By CIOReview | Friday, May 20, 2016
592
964
197

SAN JOSE, CA: MapR Technologies Inc announces the availability of its latest version Apache Spark 1.6.1 on MapR converged platform to help enterprises with faster application development. With cutting edge advanced features and add ons including improved performance gains with core Spark engine, machine learning pipelines, and Dataset API, Apache Spark delivers in-memory processing for big data and advanced analytics.

The latest version Spark 1.6.1 introduces a new memory manager that automatically tunes the size of different memory regions based on the workload characteristics.

Due to the lack of support for compile-time type safety with the traditional DataFrames, MapR has extended its DataFrame API called Datasets to support static typing and user functions that run directly on existing Scala or Java types. The Datasets provide better memory storage management by creating more optimal layout in memory to automatically speed up real-world big data analyses.

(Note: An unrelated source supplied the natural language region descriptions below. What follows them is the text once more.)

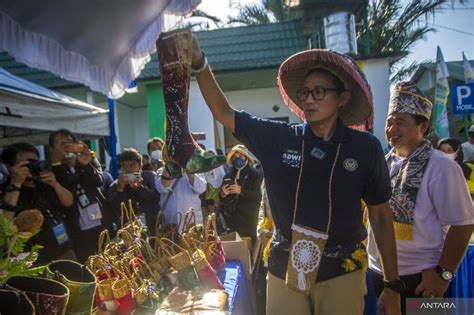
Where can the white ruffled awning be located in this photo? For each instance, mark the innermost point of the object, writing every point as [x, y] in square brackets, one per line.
[103, 44]
[29, 112]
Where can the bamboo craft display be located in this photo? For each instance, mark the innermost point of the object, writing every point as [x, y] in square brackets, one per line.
[181, 261]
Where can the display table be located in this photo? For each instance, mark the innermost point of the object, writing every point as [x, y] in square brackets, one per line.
[233, 278]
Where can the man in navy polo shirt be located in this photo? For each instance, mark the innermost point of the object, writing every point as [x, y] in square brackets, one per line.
[316, 175]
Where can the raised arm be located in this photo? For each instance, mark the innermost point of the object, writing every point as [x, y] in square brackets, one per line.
[211, 91]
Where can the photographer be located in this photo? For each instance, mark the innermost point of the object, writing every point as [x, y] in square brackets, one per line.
[77, 170]
[240, 193]
[33, 185]
[136, 185]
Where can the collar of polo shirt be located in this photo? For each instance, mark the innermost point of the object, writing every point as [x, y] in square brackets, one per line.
[339, 135]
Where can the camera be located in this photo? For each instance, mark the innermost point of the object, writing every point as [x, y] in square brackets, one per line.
[38, 166]
[133, 177]
[76, 147]
[228, 181]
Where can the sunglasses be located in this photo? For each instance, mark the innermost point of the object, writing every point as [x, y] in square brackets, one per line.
[318, 93]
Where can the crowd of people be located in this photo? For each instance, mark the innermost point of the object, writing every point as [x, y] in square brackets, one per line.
[78, 199]
[320, 178]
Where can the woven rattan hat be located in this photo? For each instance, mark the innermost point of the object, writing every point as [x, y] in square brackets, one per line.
[294, 70]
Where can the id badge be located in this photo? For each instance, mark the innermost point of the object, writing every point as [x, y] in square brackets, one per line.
[60, 234]
[143, 219]
[84, 201]
[93, 212]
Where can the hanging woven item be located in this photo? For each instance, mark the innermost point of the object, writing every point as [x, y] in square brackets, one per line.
[213, 248]
[181, 261]
[168, 230]
[79, 280]
[105, 279]
[49, 297]
[122, 290]
[181, 150]
[14, 302]
[207, 274]
[307, 244]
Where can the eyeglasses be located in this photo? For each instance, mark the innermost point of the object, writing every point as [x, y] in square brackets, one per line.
[318, 93]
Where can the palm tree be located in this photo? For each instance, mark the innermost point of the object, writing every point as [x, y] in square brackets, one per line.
[391, 26]
[395, 28]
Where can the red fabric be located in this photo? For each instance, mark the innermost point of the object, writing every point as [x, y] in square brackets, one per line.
[209, 279]
[217, 262]
[125, 305]
[174, 53]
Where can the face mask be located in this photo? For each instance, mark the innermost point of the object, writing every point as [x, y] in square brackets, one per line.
[69, 156]
[452, 156]
[156, 155]
[239, 163]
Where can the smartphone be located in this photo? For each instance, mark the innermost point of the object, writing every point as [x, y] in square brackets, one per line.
[75, 147]
[228, 181]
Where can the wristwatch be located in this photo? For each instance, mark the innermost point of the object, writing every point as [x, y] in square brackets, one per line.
[12, 188]
[444, 273]
[395, 285]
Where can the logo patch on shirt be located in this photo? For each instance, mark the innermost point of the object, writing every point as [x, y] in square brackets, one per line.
[350, 164]
[292, 158]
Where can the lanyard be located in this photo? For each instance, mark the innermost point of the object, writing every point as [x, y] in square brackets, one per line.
[329, 190]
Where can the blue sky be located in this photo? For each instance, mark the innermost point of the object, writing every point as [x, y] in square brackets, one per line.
[452, 43]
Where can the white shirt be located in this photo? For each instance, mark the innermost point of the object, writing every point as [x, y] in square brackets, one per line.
[468, 151]
[443, 200]
[215, 177]
[182, 196]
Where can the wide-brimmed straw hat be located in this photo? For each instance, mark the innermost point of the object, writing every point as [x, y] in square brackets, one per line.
[293, 72]
[242, 150]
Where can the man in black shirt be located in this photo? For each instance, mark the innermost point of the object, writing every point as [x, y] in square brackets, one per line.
[316, 174]
[135, 185]
[75, 169]
[43, 192]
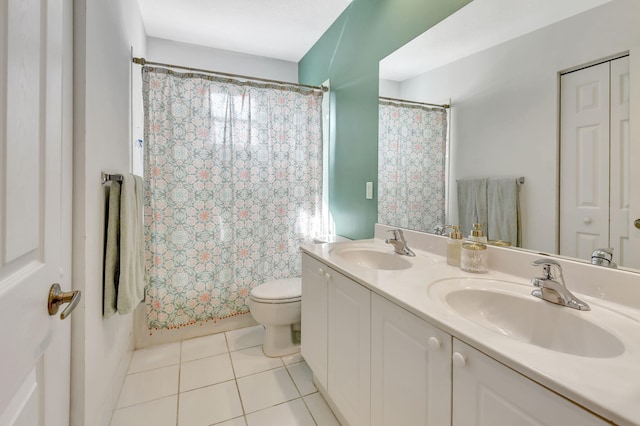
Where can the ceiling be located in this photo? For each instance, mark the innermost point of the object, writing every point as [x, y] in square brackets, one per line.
[280, 29]
[476, 27]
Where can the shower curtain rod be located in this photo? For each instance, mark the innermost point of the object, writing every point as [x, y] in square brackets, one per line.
[445, 106]
[143, 61]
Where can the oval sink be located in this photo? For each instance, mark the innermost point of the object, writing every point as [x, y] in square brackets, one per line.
[371, 258]
[520, 316]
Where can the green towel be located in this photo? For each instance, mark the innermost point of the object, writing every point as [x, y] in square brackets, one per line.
[503, 210]
[112, 252]
[131, 283]
[472, 203]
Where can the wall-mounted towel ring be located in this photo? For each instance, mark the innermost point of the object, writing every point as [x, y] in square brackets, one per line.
[108, 177]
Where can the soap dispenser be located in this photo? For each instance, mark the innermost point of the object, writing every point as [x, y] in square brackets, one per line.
[477, 234]
[454, 245]
[474, 256]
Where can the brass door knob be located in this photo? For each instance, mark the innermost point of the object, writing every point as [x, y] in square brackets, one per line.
[58, 297]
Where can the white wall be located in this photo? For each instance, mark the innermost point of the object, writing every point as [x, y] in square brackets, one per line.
[172, 52]
[105, 32]
[505, 106]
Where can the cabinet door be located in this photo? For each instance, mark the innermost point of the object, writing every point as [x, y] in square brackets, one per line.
[350, 348]
[314, 317]
[486, 392]
[410, 369]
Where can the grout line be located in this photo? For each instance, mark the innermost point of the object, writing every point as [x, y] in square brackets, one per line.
[178, 390]
[235, 378]
[309, 410]
[292, 379]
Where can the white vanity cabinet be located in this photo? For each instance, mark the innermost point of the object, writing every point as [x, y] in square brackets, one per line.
[410, 368]
[336, 334]
[349, 340]
[486, 392]
[381, 365]
[315, 278]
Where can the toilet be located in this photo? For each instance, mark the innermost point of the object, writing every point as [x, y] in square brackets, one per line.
[276, 305]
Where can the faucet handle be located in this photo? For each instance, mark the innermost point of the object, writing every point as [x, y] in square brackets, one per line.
[397, 234]
[547, 264]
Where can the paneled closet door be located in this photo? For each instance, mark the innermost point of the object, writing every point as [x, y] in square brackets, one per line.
[620, 136]
[594, 160]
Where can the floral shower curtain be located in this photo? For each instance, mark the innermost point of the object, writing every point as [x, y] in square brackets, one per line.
[411, 165]
[234, 186]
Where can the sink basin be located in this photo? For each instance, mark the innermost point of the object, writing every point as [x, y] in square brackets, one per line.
[509, 309]
[371, 258]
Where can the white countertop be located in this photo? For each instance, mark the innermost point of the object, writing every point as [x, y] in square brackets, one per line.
[609, 387]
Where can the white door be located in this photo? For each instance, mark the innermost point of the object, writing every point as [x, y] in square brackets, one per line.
[584, 159]
[34, 191]
[633, 259]
[620, 164]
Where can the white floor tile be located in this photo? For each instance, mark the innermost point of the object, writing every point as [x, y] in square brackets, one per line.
[302, 377]
[206, 406]
[293, 413]
[265, 389]
[320, 411]
[245, 337]
[253, 360]
[155, 357]
[149, 385]
[239, 421]
[292, 359]
[202, 347]
[160, 412]
[204, 372]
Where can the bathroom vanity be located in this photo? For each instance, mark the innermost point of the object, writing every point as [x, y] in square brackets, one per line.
[397, 340]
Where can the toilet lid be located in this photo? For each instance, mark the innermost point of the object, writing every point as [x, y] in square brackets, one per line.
[278, 291]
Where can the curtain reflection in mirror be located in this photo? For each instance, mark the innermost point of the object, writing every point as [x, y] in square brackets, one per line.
[412, 147]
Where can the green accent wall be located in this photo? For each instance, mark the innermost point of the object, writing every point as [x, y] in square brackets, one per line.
[347, 55]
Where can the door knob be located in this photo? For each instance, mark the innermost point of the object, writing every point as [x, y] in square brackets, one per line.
[459, 360]
[58, 297]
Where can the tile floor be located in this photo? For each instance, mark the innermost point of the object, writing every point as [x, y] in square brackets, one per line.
[222, 379]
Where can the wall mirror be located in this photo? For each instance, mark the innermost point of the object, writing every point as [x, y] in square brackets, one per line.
[501, 65]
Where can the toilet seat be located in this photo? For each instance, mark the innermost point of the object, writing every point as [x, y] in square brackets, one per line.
[285, 290]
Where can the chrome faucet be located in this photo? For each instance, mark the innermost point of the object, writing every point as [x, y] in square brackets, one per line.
[603, 257]
[399, 243]
[552, 290]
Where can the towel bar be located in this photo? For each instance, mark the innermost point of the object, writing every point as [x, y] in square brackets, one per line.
[108, 177]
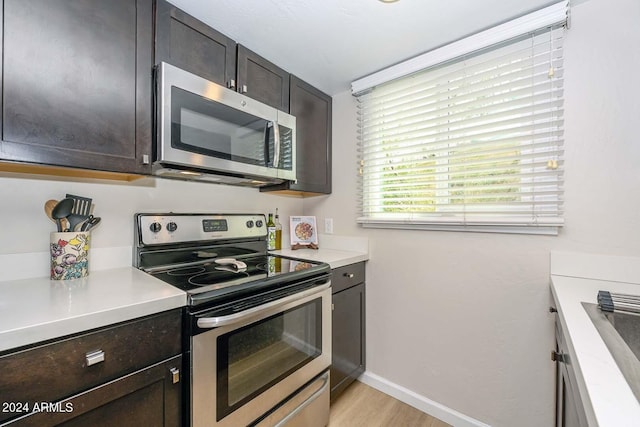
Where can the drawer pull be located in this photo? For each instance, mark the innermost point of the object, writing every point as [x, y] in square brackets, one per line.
[94, 357]
[558, 357]
[175, 375]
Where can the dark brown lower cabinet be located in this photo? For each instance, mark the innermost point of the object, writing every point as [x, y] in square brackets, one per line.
[149, 397]
[348, 327]
[569, 408]
[125, 374]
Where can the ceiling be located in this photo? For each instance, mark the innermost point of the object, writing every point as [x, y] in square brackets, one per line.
[330, 43]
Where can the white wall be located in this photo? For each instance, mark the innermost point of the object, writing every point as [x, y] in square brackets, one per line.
[26, 228]
[462, 318]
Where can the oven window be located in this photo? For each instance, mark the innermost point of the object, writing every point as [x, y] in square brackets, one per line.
[253, 358]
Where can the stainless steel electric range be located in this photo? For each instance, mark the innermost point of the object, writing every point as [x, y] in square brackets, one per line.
[257, 327]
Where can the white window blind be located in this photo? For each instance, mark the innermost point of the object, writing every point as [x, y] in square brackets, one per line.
[475, 144]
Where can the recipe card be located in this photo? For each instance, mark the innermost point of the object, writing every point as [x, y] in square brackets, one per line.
[303, 230]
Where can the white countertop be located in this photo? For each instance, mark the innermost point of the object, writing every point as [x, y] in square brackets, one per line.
[606, 395]
[335, 250]
[38, 309]
[334, 257]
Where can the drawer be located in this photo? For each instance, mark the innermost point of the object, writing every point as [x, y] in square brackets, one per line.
[59, 369]
[347, 276]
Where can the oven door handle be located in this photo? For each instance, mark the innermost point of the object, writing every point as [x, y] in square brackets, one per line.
[216, 322]
[310, 400]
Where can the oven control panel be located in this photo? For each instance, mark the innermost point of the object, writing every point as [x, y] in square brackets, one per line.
[156, 229]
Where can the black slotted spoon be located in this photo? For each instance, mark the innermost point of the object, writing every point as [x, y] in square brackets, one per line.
[80, 212]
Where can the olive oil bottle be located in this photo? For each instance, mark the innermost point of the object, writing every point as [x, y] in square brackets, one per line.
[271, 233]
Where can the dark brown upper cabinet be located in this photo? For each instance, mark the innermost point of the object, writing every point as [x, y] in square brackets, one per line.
[262, 80]
[312, 109]
[190, 44]
[193, 46]
[77, 83]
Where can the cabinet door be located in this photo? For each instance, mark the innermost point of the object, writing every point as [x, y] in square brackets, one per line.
[149, 397]
[188, 43]
[312, 110]
[348, 338]
[77, 83]
[262, 80]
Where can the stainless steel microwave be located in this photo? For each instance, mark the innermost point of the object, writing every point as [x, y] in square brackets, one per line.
[207, 132]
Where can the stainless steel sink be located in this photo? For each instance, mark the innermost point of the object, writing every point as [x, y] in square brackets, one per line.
[621, 334]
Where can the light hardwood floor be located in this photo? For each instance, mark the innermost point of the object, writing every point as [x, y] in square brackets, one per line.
[361, 405]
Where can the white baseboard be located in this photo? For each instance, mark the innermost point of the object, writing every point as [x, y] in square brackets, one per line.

With the earlier versions of Spark, applications include a custom persistence code for storing pipeline externally. To overcome these issues, Spark 1.6.1 adds new features to machine learning that takes persistence beyond models, eliminating the need for custom code with faster application development.

“We have seen a significant customer adoption of Spark for building data pipelines and advanced analytics,” says Anoop Dawar, Vice President of Product Management, Spark and Hadoop, MapR Technologies.